Psychotherapy or Cognitive therapy, is the preferred treatment of choice for depression,
regardless of the depression's severity or symptoms. Multiple Meta-analyses have come to
this conclusion, so that it is not a conclusion based on just one case study. (Stopa,
2000). Combined treatment of psychotherapy and medication should be the second choice,
when choosing effective treatment options for depression. This is likely the most
commonly used treatment for depression today and there is absolutely nothing wrong with
it.
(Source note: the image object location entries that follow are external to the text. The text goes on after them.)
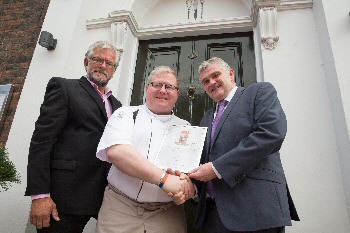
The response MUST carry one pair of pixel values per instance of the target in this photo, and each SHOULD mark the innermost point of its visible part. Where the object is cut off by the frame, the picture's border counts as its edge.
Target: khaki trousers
(119, 214)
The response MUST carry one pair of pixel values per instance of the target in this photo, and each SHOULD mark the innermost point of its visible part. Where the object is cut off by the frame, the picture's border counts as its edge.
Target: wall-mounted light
(47, 41)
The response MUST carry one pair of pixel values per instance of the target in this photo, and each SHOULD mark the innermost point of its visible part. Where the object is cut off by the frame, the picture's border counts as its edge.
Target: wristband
(162, 179)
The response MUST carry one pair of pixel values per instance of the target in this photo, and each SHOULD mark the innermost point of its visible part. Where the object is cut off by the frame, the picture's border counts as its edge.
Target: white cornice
(293, 4)
(127, 16)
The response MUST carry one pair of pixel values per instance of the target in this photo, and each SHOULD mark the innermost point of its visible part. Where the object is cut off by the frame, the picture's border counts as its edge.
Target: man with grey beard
(64, 178)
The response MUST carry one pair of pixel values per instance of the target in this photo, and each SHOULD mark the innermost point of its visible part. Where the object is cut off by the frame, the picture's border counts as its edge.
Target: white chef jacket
(146, 135)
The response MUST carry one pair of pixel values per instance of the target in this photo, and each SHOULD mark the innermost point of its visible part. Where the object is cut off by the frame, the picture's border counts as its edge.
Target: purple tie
(221, 107)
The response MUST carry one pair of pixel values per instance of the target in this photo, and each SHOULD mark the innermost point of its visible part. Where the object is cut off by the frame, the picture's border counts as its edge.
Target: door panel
(184, 55)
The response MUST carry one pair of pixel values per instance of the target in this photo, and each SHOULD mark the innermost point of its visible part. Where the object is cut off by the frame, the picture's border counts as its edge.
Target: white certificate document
(181, 148)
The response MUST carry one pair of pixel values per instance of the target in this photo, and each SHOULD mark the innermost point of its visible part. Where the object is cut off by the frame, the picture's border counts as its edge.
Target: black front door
(184, 55)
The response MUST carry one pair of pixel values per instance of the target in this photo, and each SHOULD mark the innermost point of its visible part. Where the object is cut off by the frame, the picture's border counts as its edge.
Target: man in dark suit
(65, 179)
(243, 186)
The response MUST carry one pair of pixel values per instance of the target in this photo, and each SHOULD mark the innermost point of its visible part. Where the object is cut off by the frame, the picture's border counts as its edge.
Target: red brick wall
(20, 26)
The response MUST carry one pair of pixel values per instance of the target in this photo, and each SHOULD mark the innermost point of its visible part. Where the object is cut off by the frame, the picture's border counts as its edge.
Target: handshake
(179, 186)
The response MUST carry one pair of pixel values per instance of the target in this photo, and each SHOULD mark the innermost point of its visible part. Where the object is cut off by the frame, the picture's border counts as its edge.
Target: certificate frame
(181, 147)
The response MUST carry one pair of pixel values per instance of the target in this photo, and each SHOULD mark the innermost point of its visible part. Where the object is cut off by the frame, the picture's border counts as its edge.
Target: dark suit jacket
(62, 155)
(252, 193)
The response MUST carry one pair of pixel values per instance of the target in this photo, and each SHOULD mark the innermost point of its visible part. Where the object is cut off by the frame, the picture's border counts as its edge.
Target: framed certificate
(181, 148)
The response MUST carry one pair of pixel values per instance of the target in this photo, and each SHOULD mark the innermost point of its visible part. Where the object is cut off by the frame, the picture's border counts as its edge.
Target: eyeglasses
(100, 61)
(159, 86)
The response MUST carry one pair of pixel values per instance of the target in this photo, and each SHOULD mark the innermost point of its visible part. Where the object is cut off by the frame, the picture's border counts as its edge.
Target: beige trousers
(119, 214)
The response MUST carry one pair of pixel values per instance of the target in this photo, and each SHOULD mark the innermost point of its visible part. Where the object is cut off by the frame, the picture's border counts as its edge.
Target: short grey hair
(214, 61)
(161, 69)
(104, 45)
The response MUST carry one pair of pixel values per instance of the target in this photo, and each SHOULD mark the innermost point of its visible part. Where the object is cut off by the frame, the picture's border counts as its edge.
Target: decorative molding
(118, 31)
(262, 11)
(127, 17)
(268, 26)
(294, 4)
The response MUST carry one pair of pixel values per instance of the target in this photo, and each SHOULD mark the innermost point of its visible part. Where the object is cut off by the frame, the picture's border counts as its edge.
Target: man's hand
(189, 190)
(203, 173)
(41, 210)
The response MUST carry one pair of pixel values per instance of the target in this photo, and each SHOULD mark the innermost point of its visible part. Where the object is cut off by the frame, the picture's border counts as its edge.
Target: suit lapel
(93, 93)
(227, 111)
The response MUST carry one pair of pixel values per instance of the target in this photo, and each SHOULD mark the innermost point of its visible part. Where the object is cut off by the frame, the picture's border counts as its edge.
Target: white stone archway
(154, 19)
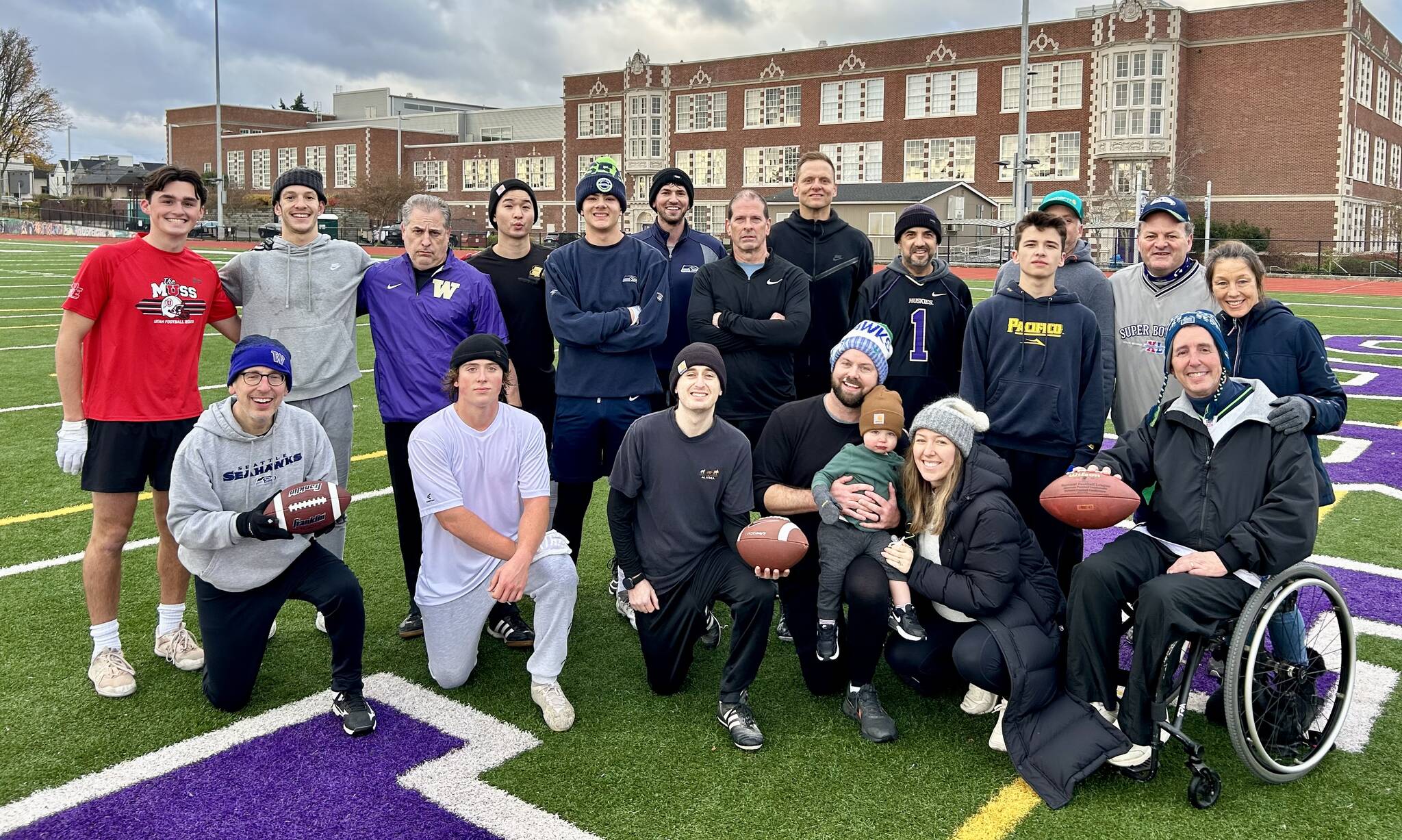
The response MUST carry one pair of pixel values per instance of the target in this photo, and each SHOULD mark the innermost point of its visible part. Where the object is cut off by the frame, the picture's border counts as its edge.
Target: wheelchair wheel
(1283, 717)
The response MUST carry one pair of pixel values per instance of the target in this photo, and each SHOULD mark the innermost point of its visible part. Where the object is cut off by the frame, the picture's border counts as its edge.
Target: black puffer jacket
(990, 568)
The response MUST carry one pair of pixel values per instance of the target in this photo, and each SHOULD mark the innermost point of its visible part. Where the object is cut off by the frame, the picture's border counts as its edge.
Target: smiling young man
(836, 255)
(1032, 362)
(606, 296)
(753, 307)
(243, 452)
(148, 298)
(301, 288)
(421, 306)
(926, 307)
(680, 491)
(1147, 295)
(687, 251)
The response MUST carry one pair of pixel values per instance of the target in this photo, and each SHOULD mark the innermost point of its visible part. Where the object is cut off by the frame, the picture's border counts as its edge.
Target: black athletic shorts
(124, 455)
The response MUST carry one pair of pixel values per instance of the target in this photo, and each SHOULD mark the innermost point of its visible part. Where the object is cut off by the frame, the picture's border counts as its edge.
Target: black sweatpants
(864, 628)
(407, 512)
(1167, 607)
(951, 655)
(669, 633)
(1031, 474)
(235, 624)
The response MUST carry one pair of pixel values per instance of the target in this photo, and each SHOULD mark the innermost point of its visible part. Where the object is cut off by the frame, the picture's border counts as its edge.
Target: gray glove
(1290, 414)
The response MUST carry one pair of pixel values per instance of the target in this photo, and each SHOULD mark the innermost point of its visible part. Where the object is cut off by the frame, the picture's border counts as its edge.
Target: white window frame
(955, 90)
(761, 163)
(773, 107)
(702, 112)
(955, 157)
(853, 100)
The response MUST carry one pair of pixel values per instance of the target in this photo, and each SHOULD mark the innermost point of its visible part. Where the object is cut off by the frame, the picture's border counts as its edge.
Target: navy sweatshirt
(588, 294)
(1034, 365)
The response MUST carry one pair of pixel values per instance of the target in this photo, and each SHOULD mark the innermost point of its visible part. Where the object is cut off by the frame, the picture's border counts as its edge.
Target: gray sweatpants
(839, 544)
(453, 630)
(334, 411)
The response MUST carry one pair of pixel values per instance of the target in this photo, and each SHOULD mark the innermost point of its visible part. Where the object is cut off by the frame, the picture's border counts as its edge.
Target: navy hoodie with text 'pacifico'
(1034, 365)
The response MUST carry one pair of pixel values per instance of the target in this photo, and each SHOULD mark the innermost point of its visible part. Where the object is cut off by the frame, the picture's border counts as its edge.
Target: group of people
(904, 431)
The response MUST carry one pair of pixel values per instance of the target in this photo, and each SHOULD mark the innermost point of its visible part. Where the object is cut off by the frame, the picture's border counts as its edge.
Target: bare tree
(28, 110)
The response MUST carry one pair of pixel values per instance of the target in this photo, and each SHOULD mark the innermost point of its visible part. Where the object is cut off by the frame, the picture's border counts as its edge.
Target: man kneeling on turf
(246, 450)
(483, 484)
(680, 491)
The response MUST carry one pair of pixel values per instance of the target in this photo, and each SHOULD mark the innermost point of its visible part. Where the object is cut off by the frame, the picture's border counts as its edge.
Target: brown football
(772, 543)
(1090, 500)
(309, 507)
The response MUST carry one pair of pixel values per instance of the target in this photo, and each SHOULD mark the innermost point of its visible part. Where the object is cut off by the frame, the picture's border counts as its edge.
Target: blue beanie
(869, 337)
(259, 351)
(604, 179)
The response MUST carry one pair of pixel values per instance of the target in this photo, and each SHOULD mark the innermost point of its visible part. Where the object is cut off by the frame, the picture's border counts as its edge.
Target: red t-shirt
(140, 361)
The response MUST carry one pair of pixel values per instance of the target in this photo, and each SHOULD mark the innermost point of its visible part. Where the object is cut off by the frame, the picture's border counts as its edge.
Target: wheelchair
(1282, 717)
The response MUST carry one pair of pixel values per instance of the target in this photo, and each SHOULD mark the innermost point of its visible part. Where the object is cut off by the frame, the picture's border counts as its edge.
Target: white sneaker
(111, 674)
(978, 702)
(996, 741)
(554, 706)
(180, 648)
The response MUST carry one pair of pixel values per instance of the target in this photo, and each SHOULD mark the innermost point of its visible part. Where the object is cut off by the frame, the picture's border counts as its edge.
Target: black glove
(258, 525)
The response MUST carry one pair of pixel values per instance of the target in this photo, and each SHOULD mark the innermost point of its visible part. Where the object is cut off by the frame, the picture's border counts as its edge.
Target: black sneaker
(513, 631)
(864, 707)
(828, 648)
(357, 715)
(739, 720)
(413, 626)
(711, 635)
(904, 622)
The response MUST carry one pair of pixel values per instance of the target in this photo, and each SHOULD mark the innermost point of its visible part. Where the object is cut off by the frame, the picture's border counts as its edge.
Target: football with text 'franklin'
(309, 507)
(772, 543)
(1090, 500)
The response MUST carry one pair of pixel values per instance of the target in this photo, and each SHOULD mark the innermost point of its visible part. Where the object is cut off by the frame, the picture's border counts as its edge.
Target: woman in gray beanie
(990, 604)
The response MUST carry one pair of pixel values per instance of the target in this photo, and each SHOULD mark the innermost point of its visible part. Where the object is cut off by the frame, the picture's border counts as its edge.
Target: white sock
(168, 618)
(104, 635)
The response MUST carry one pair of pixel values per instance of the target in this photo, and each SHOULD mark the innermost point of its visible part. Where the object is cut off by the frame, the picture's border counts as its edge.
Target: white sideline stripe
(450, 780)
(132, 546)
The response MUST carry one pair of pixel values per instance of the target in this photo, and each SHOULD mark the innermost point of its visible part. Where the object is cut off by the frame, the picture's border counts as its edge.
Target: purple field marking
(307, 780)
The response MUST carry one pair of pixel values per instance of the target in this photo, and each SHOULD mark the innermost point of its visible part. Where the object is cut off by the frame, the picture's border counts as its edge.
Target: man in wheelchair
(1233, 501)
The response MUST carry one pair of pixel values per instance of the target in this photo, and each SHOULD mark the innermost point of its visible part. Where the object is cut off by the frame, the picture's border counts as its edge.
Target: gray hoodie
(220, 472)
(1080, 277)
(305, 296)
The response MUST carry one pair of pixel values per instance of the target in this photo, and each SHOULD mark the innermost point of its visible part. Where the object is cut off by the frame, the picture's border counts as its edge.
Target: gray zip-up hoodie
(305, 298)
(1080, 277)
(220, 472)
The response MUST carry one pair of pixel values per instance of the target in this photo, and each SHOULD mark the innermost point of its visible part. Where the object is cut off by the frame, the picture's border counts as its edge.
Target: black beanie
(301, 177)
(690, 357)
(670, 176)
(919, 216)
(481, 345)
(502, 190)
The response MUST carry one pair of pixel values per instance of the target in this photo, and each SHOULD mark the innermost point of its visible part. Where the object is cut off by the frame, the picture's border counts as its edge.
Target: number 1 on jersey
(917, 338)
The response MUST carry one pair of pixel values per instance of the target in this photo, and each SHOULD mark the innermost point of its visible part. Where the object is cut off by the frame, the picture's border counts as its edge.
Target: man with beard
(834, 254)
(687, 250)
(926, 307)
(801, 440)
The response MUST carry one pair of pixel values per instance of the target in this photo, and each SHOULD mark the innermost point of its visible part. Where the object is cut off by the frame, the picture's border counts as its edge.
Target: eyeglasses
(253, 378)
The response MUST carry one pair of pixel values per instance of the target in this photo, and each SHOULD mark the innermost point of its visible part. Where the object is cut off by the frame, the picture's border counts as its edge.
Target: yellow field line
(1000, 815)
(140, 498)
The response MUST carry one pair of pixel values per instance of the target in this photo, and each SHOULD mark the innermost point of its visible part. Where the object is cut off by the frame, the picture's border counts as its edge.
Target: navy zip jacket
(1286, 353)
(588, 294)
(1034, 365)
(691, 251)
(757, 348)
(839, 258)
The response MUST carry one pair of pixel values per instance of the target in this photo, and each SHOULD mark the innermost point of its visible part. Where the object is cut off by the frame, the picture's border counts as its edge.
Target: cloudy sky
(117, 65)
A patient should never go against professional advice given with regards to a
patient's treatment, unless he or she has first discussed it with their doctor.
Especially with depression, it is better to play it safe, than be sorry. According to The
Depression Source Book, by Brian R. Quinn, medication alone should be a person's last
choice and only used as a last resort. Although people will likely gain some short-term
relief of the most outward symptoms of their depression, studies have shown that
medications don't work very well in the long-term. Those who choose to take psychotropic
medications should be informed as to the negative and adverse side effects of those
medications. Cognitive Behavioral Therapy is considered the preferred clinically proven
therapy for depression. (Stopa, 2000)
Conclusion
Cognitive behavioral therapy, in most cases, is a short-term treatment that can have a
long-term end result. In any case, this form of psychotherapy does help people think more
realistically whether they are an adolescent or an elderly patient. Cognitive behavioral
therapy without the use of medication is a good way to break the cycle for depression.
Additionally, it is also a powerful self-help technique for dealing with depression and
other negative emotions by consciously changing the way we think. To conclude this
discussion, depression is a serious mental disorder that can strike anyone at any given
time. However, anyone who is suffering from mood disorders can climb their way out a
downward spiral of misery, with the strategies behind cognitive behavioral therapy.